Tuttavia, il rinvio contenuto nel comma 2 dell’art. 33 della legge 104 del 1992, ai soggetti indicati dal comma 1, si deve intendere fisso e, dunque, sussistente anche a seguito della suddetta abrogazione.

Il successivo comma 3 dell’art. 33 della legge n. 104 del 1992 sancisce che a condizione che la persona handicappata non sia ricoverata a tempo pieno, il lavoratore dipendente, pubblico o privato, che assiste persona con handicap in situazione di gravità, coniuge, parente o affine entro il secondo grado, ovvero entro il terzo grado qualora i genitori o il coniuge della persona con handicap in situazione di gravità abbiano compiuto i sessantacinque anni di età oppure siano anche essi affetti da patologie invalidanti o siano deceduti o mancanti, ha diritto a fruire di tre giorni di permesso mensile retribuito coperto da contribuzione figurativa, anche in maniera continuativa.

Infine il comma 7 dell'art. 33 stabilisce che "Le disposizioni di cui ai commi 1, 2, 3, 4 e 5 si applicano anche agli affidatari di persone handicappate in situazione di gravità".

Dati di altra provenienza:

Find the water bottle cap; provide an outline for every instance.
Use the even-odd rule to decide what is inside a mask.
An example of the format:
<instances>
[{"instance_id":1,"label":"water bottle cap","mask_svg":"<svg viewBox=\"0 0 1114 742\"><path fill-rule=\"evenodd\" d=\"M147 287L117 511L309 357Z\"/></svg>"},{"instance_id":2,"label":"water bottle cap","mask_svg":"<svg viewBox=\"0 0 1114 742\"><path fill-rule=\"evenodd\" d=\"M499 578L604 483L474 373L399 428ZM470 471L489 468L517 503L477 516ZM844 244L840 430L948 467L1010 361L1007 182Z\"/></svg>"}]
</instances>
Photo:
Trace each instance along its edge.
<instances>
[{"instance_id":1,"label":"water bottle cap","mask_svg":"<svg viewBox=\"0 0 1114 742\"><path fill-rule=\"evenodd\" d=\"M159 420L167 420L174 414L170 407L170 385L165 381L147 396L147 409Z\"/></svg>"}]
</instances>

Tale ricostruzione normativa pone in evidenza come il comma 7 del citato art. 33 intende equiparare gli affidatari ai soggetti di cui ai commi 2 e 3, fermo restando le condizioni in presenza delle quali trova applicazione il diritto al permesso di due ore giornaliere, che è alternativo, di cui al comma 2, e il diritto al permesso di tre giorni di cui al comma 3. Pertanto il permesso di due ore giornaliere non spetta nella fattispecie in esame essendo lo stesso riconosciuto, in via alternativa, in relazione al figlio minore affetto da handicap.

Dunque, la disciplina in esame non consente di applicare ai familiari o agli affidatari dì una persona con handicap in situazione di gravità quanto previsto per i genitori o l'affidatario del minore con handicap. Né tale disciplina appare ledere, a seguito del vaglio di non manifesta infondatezza, i parametri invocati dal ricorrente e segnatamente l’art. 3 della Costituzione, in ragione della diversità delle situazioni messe a confronto.

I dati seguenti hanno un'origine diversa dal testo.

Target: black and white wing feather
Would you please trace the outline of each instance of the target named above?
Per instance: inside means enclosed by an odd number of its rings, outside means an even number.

7. Il ricorso deve essere accolto per quanto in motivazione. La sentenza va cassata in relazione alle censure accolte, nei termini sopra esposti, con rinvio alla Corte d'Appello di Roma, in diversa composizione, anche per le spese del presente giudizio.

P.Q.M.

Accoglie il ricorso per quanto in motivazione. Cassa la sentenza impugnata in relazione alle censure accolte e rinvia anche per le spese de! presente giudizio alla Corte d'Appello di Roma in diversa composizione.